The argocd/ manifests are prepared and point to this GitLab repo.
Once the stack is validated via Helm, the plan is to switch to GitOps.
Static otelcol config - no Helm {{ }} templating inside the block scalar.
Component addresses are hardcoded Kubernetes service DNS names (ad-otel-*.ad-otel.svc.cluster.local).
ConfigMap-provisioned dashboards - datasources and dashboards survive pod restarts without re-importing.
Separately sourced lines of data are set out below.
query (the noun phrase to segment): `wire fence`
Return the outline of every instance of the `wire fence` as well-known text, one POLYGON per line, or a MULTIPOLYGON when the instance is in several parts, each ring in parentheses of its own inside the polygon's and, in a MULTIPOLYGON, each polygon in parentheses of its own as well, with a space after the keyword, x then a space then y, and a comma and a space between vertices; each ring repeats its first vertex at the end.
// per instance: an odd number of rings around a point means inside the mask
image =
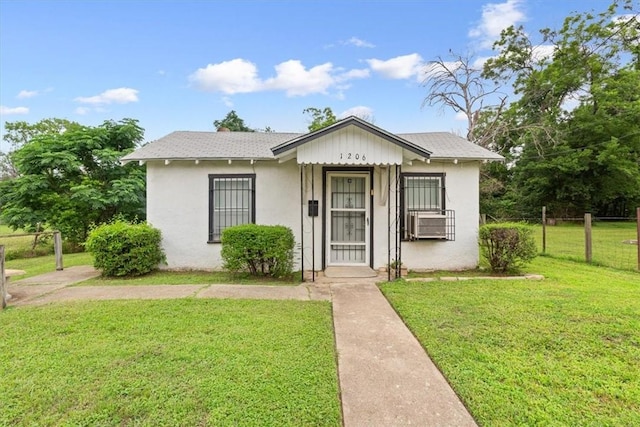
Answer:
MULTIPOLYGON (((492 220, 487 219, 488 222, 492 220)), ((545 220, 544 227, 542 216, 500 221, 531 224, 540 253, 622 270, 640 271, 639 226, 636 219, 593 217, 590 227, 589 221, 585 221, 584 217, 545 220)))

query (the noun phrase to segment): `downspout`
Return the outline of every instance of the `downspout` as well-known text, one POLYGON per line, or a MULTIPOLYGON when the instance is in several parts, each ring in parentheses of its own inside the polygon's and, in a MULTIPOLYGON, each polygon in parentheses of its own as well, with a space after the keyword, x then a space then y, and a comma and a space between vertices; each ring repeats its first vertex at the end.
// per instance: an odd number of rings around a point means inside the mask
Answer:
POLYGON ((304 282, 304 165, 300 165, 300 281, 304 282))
MULTIPOLYGON (((311 164, 311 200, 316 199, 315 182, 316 174, 313 163, 311 164)), ((311 217, 311 281, 316 281, 316 217, 311 217)))
POLYGON ((391 165, 387 167, 387 282, 391 281, 391 165))
MULTIPOLYGON (((398 266, 402 266, 402 234, 400 230, 400 172, 402 172, 402 166, 396 165, 396 259, 398 260, 398 266)), ((400 267, 402 272, 402 267, 400 267)), ((400 274, 402 277, 402 274, 400 274)))

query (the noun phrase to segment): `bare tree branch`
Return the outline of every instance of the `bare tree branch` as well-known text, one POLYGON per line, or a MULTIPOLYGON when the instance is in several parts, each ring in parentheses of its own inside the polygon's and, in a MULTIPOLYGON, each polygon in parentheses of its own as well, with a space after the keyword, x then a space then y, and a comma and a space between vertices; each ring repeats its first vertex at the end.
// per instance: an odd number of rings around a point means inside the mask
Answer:
MULTIPOLYGON (((507 105, 507 96, 498 84, 482 76, 482 68, 474 65, 472 55, 449 53, 450 61, 437 57, 429 62, 423 81, 428 94, 422 107, 439 105, 442 109, 451 108, 456 113, 463 113, 467 118, 467 139, 489 147, 492 138, 476 129, 480 113, 491 110, 497 123, 507 105)), ((484 126, 483 130, 494 127, 484 126)))

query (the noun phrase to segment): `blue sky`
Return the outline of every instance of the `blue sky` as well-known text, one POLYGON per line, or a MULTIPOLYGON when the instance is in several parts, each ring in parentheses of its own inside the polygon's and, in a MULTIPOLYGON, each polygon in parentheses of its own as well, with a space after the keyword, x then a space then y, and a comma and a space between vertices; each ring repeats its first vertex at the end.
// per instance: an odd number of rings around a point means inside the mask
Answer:
MULTIPOLYGON (((87 125, 135 118, 147 140, 214 130, 234 109, 253 128, 306 131, 306 107, 364 113, 391 132, 458 131, 422 108, 425 64, 492 54, 499 31, 559 27, 607 0, 0 0, 0 113, 87 125)), ((6 150, 7 144, 0 150, 6 150)))

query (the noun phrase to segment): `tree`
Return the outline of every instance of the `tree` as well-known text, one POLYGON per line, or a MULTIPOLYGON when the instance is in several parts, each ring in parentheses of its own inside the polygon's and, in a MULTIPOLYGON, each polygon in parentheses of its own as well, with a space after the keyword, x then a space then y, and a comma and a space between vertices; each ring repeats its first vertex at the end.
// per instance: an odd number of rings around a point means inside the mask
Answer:
POLYGON ((309 132, 315 132, 318 129, 326 128, 327 126, 331 126, 335 122, 338 121, 331 108, 325 107, 324 109, 319 109, 315 107, 308 107, 302 110, 304 114, 311 115, 311 123, 309 123, 308 129, 309 132))
POLYGON ((563 140, 525 147, 514 172, 522 205, 557 215, 626 216, 640 204, 640 71, 622 69, 561 124, 563 140))
POLYGON ((231 132, 255 132, 254 129, 244 124, 244 120, 238 117, 235 110, 229 111, 222 120, 214 120, 213 126, 218 130, 228 129, 231 132))
POLYGON ((428 94, 422 106, 440 105, 462 113, 467 119, 467 139, 482 147, 490 147, 493 130, 501 118, 507 96, 500 93, 500 85, 482 77, 482 68, 473 65, 473 56, 449 51, 451 61, 437 57, 426 69, 423 85, 428 94), (478 126, 481 114, 484 123, 478 126))
MULTIPOLYGON (((496 144, 501 132, 502 115, 507 95, 501 85, 482 76, 482 68, 474 65, 470 54, 449 51, 450 60, 437 57, 425 71, 423 85, 427 96, 422 106, 440 105, 462 113, 467 119, 467 139, 481 147, 502 152, 496 144)), ((505 155, 505 153, 501 153, 505 155)), ((499 199, 504 195, 508 173, 504 165, 486 164, 480 168, 480 209, 498 215, 499 199)))
POLYGON ((484 76, 513 85, 519 98, 496 134, 513 156, 509 197, 536 215, 626 215, 640 201, 638 14, 614 1, 599 14, 568 16, 543 29, 542 44, 523 27, 503 31, 484 76), (546 52, 546 54, 541 54, 546 52))
POLYGON ((74 123, 66 119, 44 119, 37 123, 27 123, 25 121, 6 122, 5 134, 2 139, 9 144, 9 151, 0 151, 0 179, 15 178, 18 171, 11 160, 11 153, 38 135, 47 133, 60 133, 72 126, 74 123))
POLYGON ((80 243, 114 216, 143 219, 144 170, 120 164, 143 134, 136 120, 124 119, 97 127, 69 122, 28 140, 11 155, 17 177, 0 182, 3 222, 26 230, 47 225, 80 243))

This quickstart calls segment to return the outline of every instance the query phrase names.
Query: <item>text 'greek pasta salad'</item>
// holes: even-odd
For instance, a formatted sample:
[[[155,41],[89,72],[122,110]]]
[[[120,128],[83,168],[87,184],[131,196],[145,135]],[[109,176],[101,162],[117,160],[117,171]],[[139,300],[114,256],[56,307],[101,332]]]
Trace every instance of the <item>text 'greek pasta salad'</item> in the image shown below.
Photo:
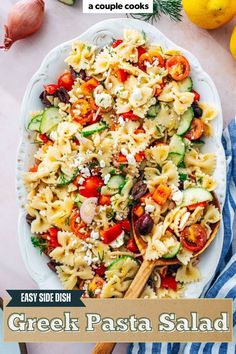
[[[143,259],[177,258],[155,268],[141,297],[181,297],[201,279],[194,254],[220,220],[216,157],[201,152],[216,112],[199,102],[188,60],[143,31],[103,48],[78,40],[65,62],[28,124],[32,243],[85,297],[123,297]]]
Dashboard JSON is embedded in Helm templates as a raw string block.
Projected volume for dashboards - all three dashboard ConfigMaps and the provisioning config are merged into a single directory at /etc/grafana/provisioning/dashboards using a projected volume.
Grafana securityContext - uid/gid 472 required for Longhorn PVCs. Without it Grafana cannot write to /var/lib/grafana and crashes on startup.
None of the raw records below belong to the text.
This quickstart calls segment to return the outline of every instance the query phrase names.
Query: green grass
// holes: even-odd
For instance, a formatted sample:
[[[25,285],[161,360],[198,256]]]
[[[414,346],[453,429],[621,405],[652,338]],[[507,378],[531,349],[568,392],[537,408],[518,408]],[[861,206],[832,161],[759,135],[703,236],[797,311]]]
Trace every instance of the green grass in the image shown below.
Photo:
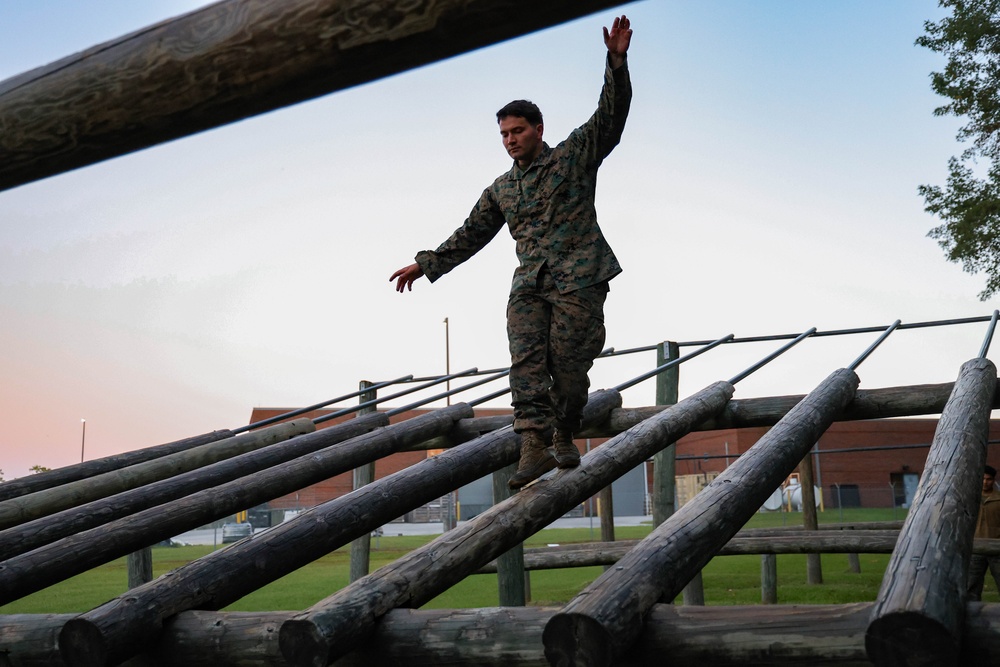
[[[904,518],[902,510],[851,509],[820,513],[820,523],[891,521]],[[800,514],[774,512],[756,514],[748,528],[799,525]],[[617,526],[619,540],[640,539],[651,526]],[[436,536],[383,536],[372,541],[372,570],[390,563]],[[600,540],[600,524],[594,528],[551,529],[532,536],[528,547]],[[153,574],[159,576],[212,552],[211,546],[157,547],[153,549]],[[840,604],[874,600],[888,554],[861,554],[861,573],[848,571],[847,556],[822,557],[822,585],[806,584],[806,558],[778,556],[778,602],[782,604]],[[304,609],[348,583],[350,548],[344,547],[320,558],[227,607],[230,611],[278,611]],[[544,570],[531,573],[531,600],[535,605],[561,605],[603,572],[601,567]],[[68,579],[33,595],[0,606],[0,613],[77,613],[92,609],[125,592],[127,571],[121,558]],[[703,571],[705,602],[709,605],[760,603],[760,557],[720,556]],[[987,577],[984,602],[1000,602],[1000,594]],[[490,607],[498,604],[495,575],[473,575],[425,605],[427,608]]]

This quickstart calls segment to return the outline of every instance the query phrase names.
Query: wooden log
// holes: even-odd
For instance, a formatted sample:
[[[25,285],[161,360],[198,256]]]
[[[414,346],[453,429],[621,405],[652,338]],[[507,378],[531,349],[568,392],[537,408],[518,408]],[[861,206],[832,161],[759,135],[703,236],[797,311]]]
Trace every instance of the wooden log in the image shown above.
[[[612,480],[681,437],[732,396],[716,383],[583,457],[577,468],[525,487],[455,530],[320,601],[281,626],[285,658],[326,664],[370,634],[394,607],[416,607],[578,505]],[[619,399],[620,400],[620,399]],[[759,507],[759,506],[758,506]],[[326,661],[326,662],[323,662]]]
[[[836,421],[940,414],[953,387],[954,383],[947,382],[881,389],[859,389],[854,401],[837,415]],[[692,430],[715,431],[750,426],[774,426],[803,398],[802,395],[793,395],[733,399],[721,414],[705,420],[704,423],[698,424]],[[993,400],[993,408],[1000,408],[1000,392]],[[627,431],[662,410],[662,406],[615,409],[611,411],[607,421],[583,429],[577,434],[577,437],[610,438]],[[436,438],[426,443],[418,443],[412,449],[447,449],[455,444],[479,437],[483,433],[510,426],[513,419],[510,415],[463,419],[456,424],[448,436]]]
[[[196,470],[315,430],[316,426],[312,421],[296,419],[260,431],[243,433],[175,454],[167,454],[89,479],[11,498],[0,502],[0,530]]]
[[[812,452],[806,454],[799,463],[799,488],[802,490],[802,525],[806,530],[819,528],[819,516],[816,514],[816,476],[813,474]],[[818,585],[823,583],[823,563],[819,554],[806,555],[806,583]]]
[[[854,372],[833,372],[743,456],[577,595],[545,627],[553,664],[610,665],[642,616],[671,599],[760,509],[853,398]]]
[[[210,442],[217,442],[231,437],[233,437],[233,432],[228,429],[212,431],[211,433],[203,433],[202,435],[196,435],[183,440],[175,440],[174,442],[146,447],[145,449],[137,449],[132,452],[125,452],[124,454],[113,454],[112,456],[105,456],[104,458],[92,461],[75,463],[70,466],[56,468],[55,470],[47,470],[35,475],[0,482],[0,501],[10,500],[11,498],[17,498],[18,496],[37,491],[44,491],[45,489],[62,486],[69,482],[87,479],[88,477],[94,477],[95,475],[111,472],[112,470],[118,470],[119,468],[137,463],[152,461],[167,454],[183,452],[187,449],[200,447]]]
[[[455,404],[388,426],[376,432],[381,440],[362,436],[351,441],[350,448],[348,443],[334,448],[337,461],[349,470],[366,460],[363,457],[381,458],[427,439],[431,431],[446,430],[471,411],[468,405]],[[354,446],[362,440],[364,445]],[[67,623],[59,639],[63,658],[72,666],[124,660],[155,639],[164,619],[187,609],[224,607],[447,490],[509,465],[517,459],[517,450],[512,431],[484,436],[178,568]],[[347,456],[353,452],[358,456]],[[315,462],[319,455],[305,458]]]
[[[358,396],[358,401],[361,404],[374,402],[378,398],[378,392],[374,389],[369,389],[374,382],[369,382],[368,380],[362,380],[358,384],[358,388],[363,391],[363,393]],[[368,391],[364,391],[368,389]],[[378,408],[375,405],[370,405],[368,407],[359,408],[358,415],[370,414],[376,412]],[[366,463],[354,469],[354,490],[360,489],[366,484],[371,484],[375,481],[375,461]],[[351,570],[350,570],[350,581],[357,581],[361,577],[368,574],[368,570],[371,567],[371,549],[372,549],[372,535],[371,533],[365,533],[361,537],[357,538],[351,542]]]
[[[760,556],[761,604],[778,604],[778,557],[774,554]]]
[[[517,465],[512,464],[493,473],[493,504],[498,505],[514,495],[507,484]],[[524,544],[515,544],[500,554],[493,563],[497,573],[497,594],[501,607],[523,607],[528,603],[528,591],[524,568]]]
[[[320,429],[315,433],[268,445],[197,470],[22,523],[0,531],[0,561],[28,553],[56,540],[76,535],[116,519],[122,519],[142,510],[185,498],[193,493],[266,470],[299,456],[368,433],[372,429],[385,426],[388,423],[389,419],[383,414],[350,419]],[[246,509],[250,506],[252,505],[239,509]]]
[[[128,587],[136,588],[153,580],[153,550],[149,547],[128,555]]]
[[[680,347],[672,341],[664,341],[656,348],[656,366],[680,356]],[[673,405],[680,397],[680,367],[674,366],[656,376],[656,404]],[[677,450],[674,447],[661,449],[653,455],[653,525],[659,526],[674,513],[674,498],[677,494]]]
[[[437,411],[365,433],[267,470],[83,531],[0,564],[0,604],[41,590],[131,551],[291,493],[392,453],[411,433],[447,429],[468,406]],[[419,420],[419,421],[418,421]],[[355,420],[351,420],[355,421]],[[302,437],[319,437],[323,431]]]
[[[654,605],[618,667],[867,665],[872,603],[671,607]],[[394,609],[371,641],[333,667],[548,667],[541,631],[556,607]],[[125,667],[279,667],[278,628],[296,612],[186,611],[169,619],[146,653]],[[56,635],[72,614],[0,616],[0,664],[60,667]],[[966,605],[960,660],[989,665],[1000,654],[1000,605]],[[6,662],[3,662],[6,660]]]
[[[996,367],[962,365],[865,636],[876,665],[957,665]]]
[[[224,0],[0,83],[0,190],[620,4]]]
Deployment strategy: Recreate - VictoriaMetrics and VictoriaLogs use RWO PVCs with an exclusive file lock.
RollingUpdate would start the new pod before the old one releases the lock, causing a crash. Recreate terminates the old pod first.
Memory sizing - VictoriaLogs limit is 1Gi with --memory.allowedPercent=60.
OtelCol limit is 512Mi. Both use start_at: end for log receivers to avoid reading all historical logs on restart.
If OOM kills reappear (Exit Code 137 in pod describe), increase the limits in values.yaml.
layer label as routing key - one resource/* processor per pipeline inserts layer=infra|kuber|app.
This single attribute cleanly separates all three signal tiers in every Grafana dashboard.
DaemonSet runs as root - required to read /proc, /sys, /var/log/pods from the host.
Cluster-wide monitoring - prometheus/app uses cluster-wide Kubernetes SD (no namespace filter).
filelog/app pattern is /var/log/pods/*/*/*.log.
Both were scoped to a single namespace in the reference repo and were widened here to cover all workloads on sandbox-east.